UPDATED: Gov. Pat McCrory softened his language Monday about the thousands of demonstrators flooding the statehouse each week to protest the Republican agenda. Speaking to reporters, McCrory seemed to retreat from his language that they were "outsiders" trying to stir up trouble.
He asked them to remain respectful -- citing himself as an example. To the point, McCrory said the term "Moral Monday" is a misnomer. "Listen, we should have respectful differences, but to say one is moral, which gives the reference that one is immoral, on a political dispute ... I think is quite misleading," he said. "I respectfully disagree with some of those who are protesting against me, but from that disagreement I'm not judging them on their personal character."
At the same time, McCrory said he welcomed lawful protesters and applauded the nonviolent tone. "We ought to be very proud of ourselves here in North Carolina that we have not had violence," he said.

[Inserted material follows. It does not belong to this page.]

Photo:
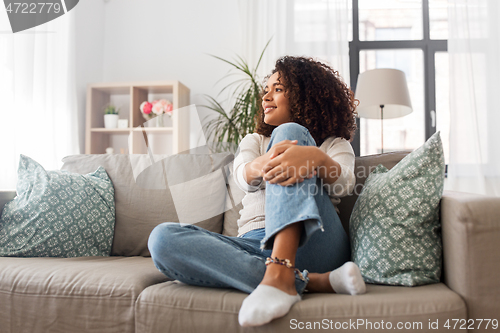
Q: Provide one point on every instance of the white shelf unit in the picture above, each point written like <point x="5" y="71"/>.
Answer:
<point x="133" y="94"/>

Still, he pivoted to say he agreed with law enforcement's decision to arrest protesters, even though the Wake County district attorney has suggested citations are more appropriate. "I believe if people break the law, they should be arrested," he said.

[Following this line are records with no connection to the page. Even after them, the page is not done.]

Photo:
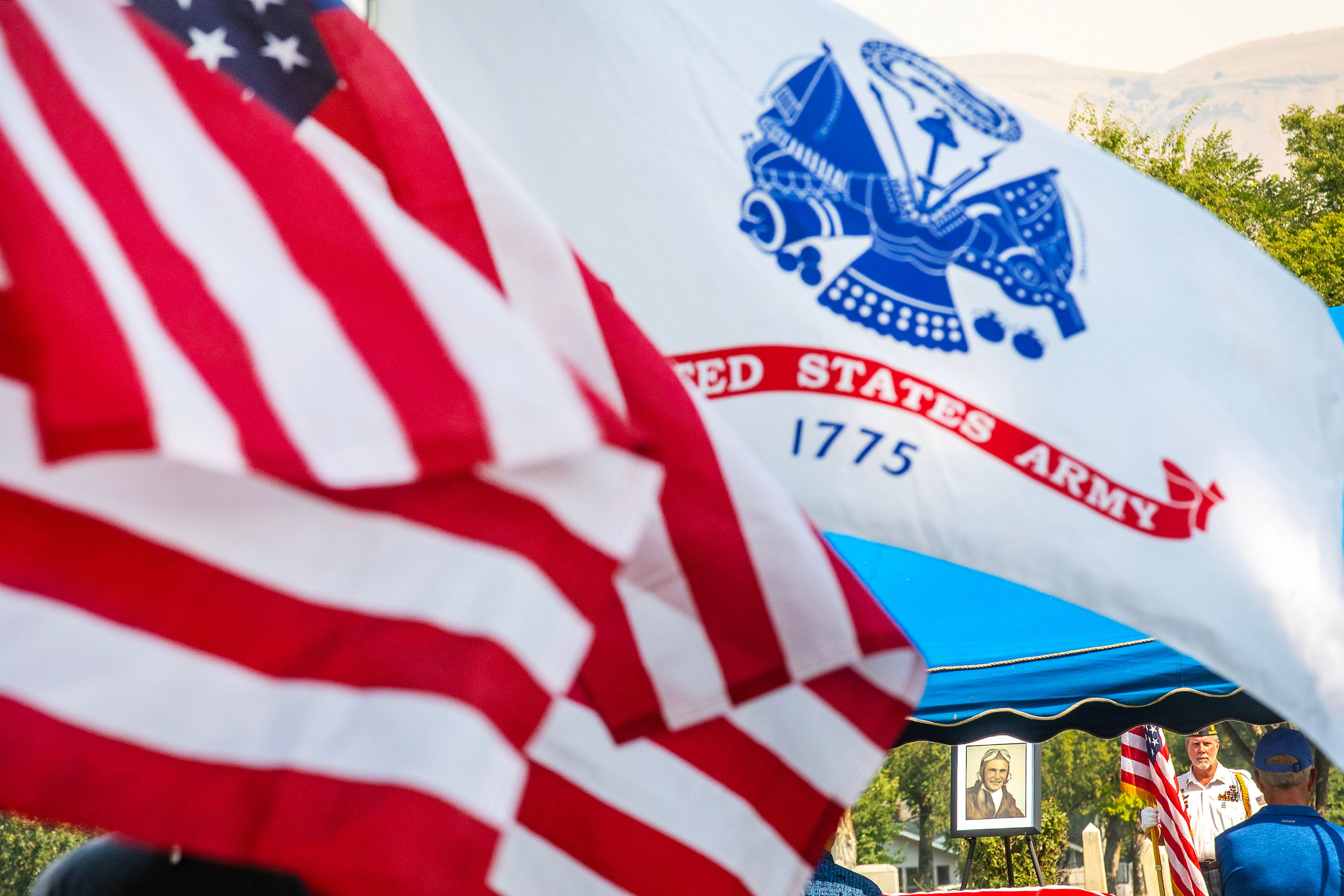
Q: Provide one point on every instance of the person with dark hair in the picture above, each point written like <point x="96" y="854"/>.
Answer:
<point x="115" y="867"/>
<point x="990" y="797"/>
<point x="1287" y="849"/>
<point x="831" y="879"/>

McCrory used the term "respect" often -- ignoring his earlier comments about "outsiders" that the demonstrators took as an insult and a survey of those in attendance that proved such a label untrue.
"There is respectful debate and respectful differences of how we achieve our goals in this state and this nation," he said. "One thing I've always done in public service is show respect to those who disagree with me."
McCrory also said he "met with many protesters on many different issues." But the leading opposition groups organizing the rallies, such as the N.C. NAACP, said McCrory has not met with them since the legislative session started.
The governor's office said McCrory has repeatedly met with protesters, including as recently as Saturday night in Charlotte at the Jazz Club, where he talked to three women who were attending the protests. He also spoke with a Charlotte pastor about them in June, a spokeswoman said.